Gillian Welch glances back over her shoulder, uncomfortably. She's just checking that she's not casting some grotesque shadow, as the sickly mood lighting perfectly complements her sad-eyed country melodies. Long-running partner David Rawlings also complains, saying that he feels like he's looking straight into a blue-hued corona.

Eventually, they get what best suits the songs: an eerie seepage of subtle colour, imposing a lurid kind of Nashville nostalgia on the proceedings. The crammed multitude were stilled, absorbing every nuance of Welch and Rawlings's all-acoustic performance as they aired songs from the current Soul Journey album.
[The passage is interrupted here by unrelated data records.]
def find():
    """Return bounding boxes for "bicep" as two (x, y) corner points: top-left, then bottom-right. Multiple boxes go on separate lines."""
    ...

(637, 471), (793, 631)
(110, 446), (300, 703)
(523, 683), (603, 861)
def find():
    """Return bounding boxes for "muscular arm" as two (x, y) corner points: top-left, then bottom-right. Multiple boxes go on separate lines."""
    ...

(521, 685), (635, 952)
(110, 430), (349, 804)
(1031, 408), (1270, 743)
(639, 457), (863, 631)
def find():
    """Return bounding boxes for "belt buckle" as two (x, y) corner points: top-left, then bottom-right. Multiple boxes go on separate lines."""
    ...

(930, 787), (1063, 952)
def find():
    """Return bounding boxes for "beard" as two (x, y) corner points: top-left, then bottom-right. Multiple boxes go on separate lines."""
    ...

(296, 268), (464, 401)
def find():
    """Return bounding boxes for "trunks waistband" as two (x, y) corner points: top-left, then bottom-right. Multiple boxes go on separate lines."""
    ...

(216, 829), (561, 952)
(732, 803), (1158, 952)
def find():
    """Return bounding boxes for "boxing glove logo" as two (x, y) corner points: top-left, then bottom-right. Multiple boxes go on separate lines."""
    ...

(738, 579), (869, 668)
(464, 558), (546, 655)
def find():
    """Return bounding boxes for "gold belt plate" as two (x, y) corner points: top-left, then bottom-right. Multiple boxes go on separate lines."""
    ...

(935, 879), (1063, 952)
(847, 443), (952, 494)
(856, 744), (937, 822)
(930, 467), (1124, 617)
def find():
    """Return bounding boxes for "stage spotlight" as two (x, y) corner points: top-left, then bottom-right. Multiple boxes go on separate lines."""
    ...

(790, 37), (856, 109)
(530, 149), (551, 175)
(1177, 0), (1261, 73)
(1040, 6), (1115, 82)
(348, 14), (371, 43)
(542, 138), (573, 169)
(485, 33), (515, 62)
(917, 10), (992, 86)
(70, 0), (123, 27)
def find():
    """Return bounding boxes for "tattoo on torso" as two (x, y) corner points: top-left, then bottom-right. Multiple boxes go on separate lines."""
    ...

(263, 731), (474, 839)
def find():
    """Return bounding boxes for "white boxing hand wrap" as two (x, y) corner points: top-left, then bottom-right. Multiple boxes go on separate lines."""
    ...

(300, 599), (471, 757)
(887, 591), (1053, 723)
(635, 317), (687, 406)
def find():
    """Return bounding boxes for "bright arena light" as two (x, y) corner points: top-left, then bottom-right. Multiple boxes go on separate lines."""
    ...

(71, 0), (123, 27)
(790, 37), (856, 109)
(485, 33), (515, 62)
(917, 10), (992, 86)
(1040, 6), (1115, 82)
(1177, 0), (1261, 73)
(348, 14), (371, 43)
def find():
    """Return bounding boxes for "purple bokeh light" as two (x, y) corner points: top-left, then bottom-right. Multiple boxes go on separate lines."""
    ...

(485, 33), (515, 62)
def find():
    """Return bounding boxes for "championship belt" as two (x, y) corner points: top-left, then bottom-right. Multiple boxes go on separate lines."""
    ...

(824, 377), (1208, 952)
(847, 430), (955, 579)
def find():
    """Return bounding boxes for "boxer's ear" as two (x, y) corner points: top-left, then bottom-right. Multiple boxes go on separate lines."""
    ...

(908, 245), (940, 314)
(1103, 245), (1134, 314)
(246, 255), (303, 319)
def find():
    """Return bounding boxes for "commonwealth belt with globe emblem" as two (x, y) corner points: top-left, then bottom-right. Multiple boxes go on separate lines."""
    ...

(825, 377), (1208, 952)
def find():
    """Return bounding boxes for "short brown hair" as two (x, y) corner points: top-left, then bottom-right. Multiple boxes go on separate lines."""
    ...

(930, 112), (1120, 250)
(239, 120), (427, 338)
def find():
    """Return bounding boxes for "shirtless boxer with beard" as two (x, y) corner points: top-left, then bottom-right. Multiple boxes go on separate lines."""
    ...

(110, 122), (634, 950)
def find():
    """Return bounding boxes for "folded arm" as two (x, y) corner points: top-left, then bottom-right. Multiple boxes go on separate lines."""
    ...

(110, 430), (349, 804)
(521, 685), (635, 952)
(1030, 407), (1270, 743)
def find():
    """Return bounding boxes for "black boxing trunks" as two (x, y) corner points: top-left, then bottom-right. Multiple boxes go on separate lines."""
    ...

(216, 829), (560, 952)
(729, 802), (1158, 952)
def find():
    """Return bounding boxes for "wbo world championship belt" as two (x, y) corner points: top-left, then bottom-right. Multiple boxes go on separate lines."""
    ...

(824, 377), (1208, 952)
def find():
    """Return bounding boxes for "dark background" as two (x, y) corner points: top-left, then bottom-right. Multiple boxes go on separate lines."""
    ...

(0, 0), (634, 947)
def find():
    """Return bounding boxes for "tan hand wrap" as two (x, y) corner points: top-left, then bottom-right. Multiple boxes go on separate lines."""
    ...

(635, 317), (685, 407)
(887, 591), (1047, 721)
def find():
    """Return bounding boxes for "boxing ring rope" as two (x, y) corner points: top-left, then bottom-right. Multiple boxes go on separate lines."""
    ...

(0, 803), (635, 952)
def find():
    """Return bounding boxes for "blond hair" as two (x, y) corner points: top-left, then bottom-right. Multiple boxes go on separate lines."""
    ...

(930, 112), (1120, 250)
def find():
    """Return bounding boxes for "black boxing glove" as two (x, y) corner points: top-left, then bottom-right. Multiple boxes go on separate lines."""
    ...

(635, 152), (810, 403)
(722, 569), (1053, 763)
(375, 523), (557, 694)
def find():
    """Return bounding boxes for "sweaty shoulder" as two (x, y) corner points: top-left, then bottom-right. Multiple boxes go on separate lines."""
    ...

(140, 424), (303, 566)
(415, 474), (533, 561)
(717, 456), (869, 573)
Originally recorded during an intense six-day band session, it's curious to find this material reconfigured into a stripped-down duo state.

It's the kind of music that we're accustomed to hearing from the experienced lips of grizzled Nashville veterans, but this fresh-faced young couple make light-hearted banter in-between each fatalistic number, their close vocal harmonies creating a sense of bittersweet resignation.

Welch and Rawlings have their own distinctive style, but lie closest to Lucinda Williams and Neil Young. They are still hopeful romantics, even when they're examining the grim side.

Welch keeps the rhythmic strum going while Rawlings fills in the decorative solos between each of her vocal lines. He scribbles at high speed, in a cranky fashion that's akin to the guitar work of Willie Nelson, favouring high-note ripples and sudden flayed climaxes. Both Welch and Rawlings are continually attaching capos to their guitar necks, storing them in a tiny on-stage filing cabinet. David seems intent on sounding just like a tinny mandolin, continually shortening the available length of his strings, or even changing tuning mid-song, specially for its solo section.

"Wrecking Ball" compensates for its non-electric state by featuring several heavily-strummed Rawlings solos, while "Look at Miss Ohio" is set to be the successor to "My First Lover" in the instant catchiness stakes; by contrast, "One Monkey" is a much slower grower.

As the encores passed by, goofball Rawlings played the Alison Krauss role on "I'll Fly Away", the old Bill Monroe favourite (as heard in O Brother, Where Art Thou?). Welch jokes that only a fool would play on after that number, then laughs about risking a song that they've hardly ever performed. It was a gamble worth taking, as the Jimi Hendrix chestnut "Manic Depression" was transformed into a startlingly convincing hillbilly anthem.